Under rare circumstances this error might occur when you configure IP customization or an in-guest callout for the virtual machine and the recovery site cluster is in fully-automated DRS mode. An unexpected vMotion might cause a temporary communication failure with the virtual machine, resulting in the customization script error.
Workaround: Rerun the recovery plan. If the error persists, configure the recovery site cluster DRS to manual mode and rerun the recovery plan.
- Recovery fails with
Error creating test bubble image for group ... The detailed exception is
Error while getting host mounts for datastore:managed-object-id... or
The object has already been deleted or has not been completely created.
If you run a test recovery or a planned recovery and the recovery plan fails with the specific exception, the LUN used for storing replication data has been temporarily disconnected from ESXi. When reconnected, replication continues as normal and no replication data is lost. The exception occurs during these scenarios:
- vSphere Replication cannot locate the LUN as the LUN has changed its internal ID.

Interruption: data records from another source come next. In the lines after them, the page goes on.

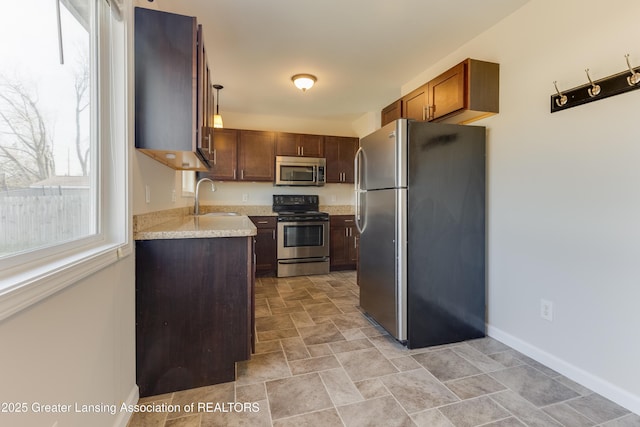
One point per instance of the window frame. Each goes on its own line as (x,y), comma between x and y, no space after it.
(29,277)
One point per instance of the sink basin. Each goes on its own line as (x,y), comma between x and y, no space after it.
(220,214)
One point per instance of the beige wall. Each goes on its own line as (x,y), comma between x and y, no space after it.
(77,346)
(563,198)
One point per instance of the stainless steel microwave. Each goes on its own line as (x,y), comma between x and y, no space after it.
(309,171)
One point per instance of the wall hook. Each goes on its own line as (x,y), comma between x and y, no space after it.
(594,90)
(562,99)
(634,78)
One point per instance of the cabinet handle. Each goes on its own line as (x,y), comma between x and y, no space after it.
(208,139)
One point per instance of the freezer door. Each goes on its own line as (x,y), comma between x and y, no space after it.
(383,161)
(382,260)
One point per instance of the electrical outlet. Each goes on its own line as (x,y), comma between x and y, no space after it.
(546,310)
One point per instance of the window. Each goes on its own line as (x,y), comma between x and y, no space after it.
(63,134)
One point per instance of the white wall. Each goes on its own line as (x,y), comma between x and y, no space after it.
(77,346)
(564,193)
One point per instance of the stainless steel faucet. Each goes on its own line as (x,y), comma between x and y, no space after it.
(196,206)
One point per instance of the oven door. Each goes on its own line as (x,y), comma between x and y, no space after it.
(303,239)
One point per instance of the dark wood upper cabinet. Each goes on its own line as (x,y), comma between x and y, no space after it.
(169,89)
(466,92)
(256,155)
(414,104)
(297,144)
(224,161)
(339,152)
(447,92)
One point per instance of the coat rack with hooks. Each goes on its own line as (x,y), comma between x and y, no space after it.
(616,84)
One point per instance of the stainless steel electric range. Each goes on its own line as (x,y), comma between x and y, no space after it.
(303,235)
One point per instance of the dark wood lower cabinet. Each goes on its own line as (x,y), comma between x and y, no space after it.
(344,241)
(194,311)
(266,245)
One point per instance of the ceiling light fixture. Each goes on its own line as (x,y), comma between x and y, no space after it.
(304,81)
(217,118)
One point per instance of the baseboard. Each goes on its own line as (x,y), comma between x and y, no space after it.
(582,377)
(123,416)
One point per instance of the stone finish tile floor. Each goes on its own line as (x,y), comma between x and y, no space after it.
(320,362)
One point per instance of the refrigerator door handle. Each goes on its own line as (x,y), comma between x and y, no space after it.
(358,189)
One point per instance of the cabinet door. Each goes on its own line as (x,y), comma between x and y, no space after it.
(287,144)
(447,92)
(354,241)
(166,92)
(224,158)
(343,243)
(312,145)
(391,112)
(301,145)
(189,328)
(266,245)
(338,247)
(414,104)
(256,156)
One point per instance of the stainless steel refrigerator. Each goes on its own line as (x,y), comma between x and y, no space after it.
(420,209)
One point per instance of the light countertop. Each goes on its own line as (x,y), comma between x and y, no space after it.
(199,227)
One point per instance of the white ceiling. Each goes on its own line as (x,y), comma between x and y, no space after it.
(362,51)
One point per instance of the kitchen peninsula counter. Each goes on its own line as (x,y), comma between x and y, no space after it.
(181,224)
(199,227)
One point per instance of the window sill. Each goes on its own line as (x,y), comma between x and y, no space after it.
(21,290)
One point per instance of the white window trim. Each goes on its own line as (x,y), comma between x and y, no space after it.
(37,279)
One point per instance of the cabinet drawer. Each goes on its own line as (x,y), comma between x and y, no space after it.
(264,221)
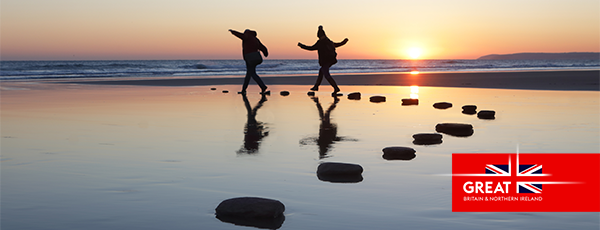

- The target datastore internal ID changes when the host containing the target datastore is removed from vCenter inventory and later added.
You must manually reconfigure the replication to refresh the new ID.
Workaround: If the primary site is no longer available, contact VMware Support for instructions on manually updating the VRMS database with the new datastore managed object id. If the primary site is still available:
- Run a cleanup operation on the recovery plan that failed.
- In the Virtual Machines tab of the vSphere Replication view, right-click a virtual machine and select Configure Replication.
- Click Next, and click Browse to change the location of the files on the datastore that has been disconnected and then reconnected, and select the same datastore and folder locations as before.
- Reuse the existing disks and reconfigure the replication of the virtual machine. The vSphere Replication management server picks up the changed datastore identity (managed object ID) in vCenter Server.
- Wait for the initial sync to finish. This sync uses existing disks and checks for data consistency.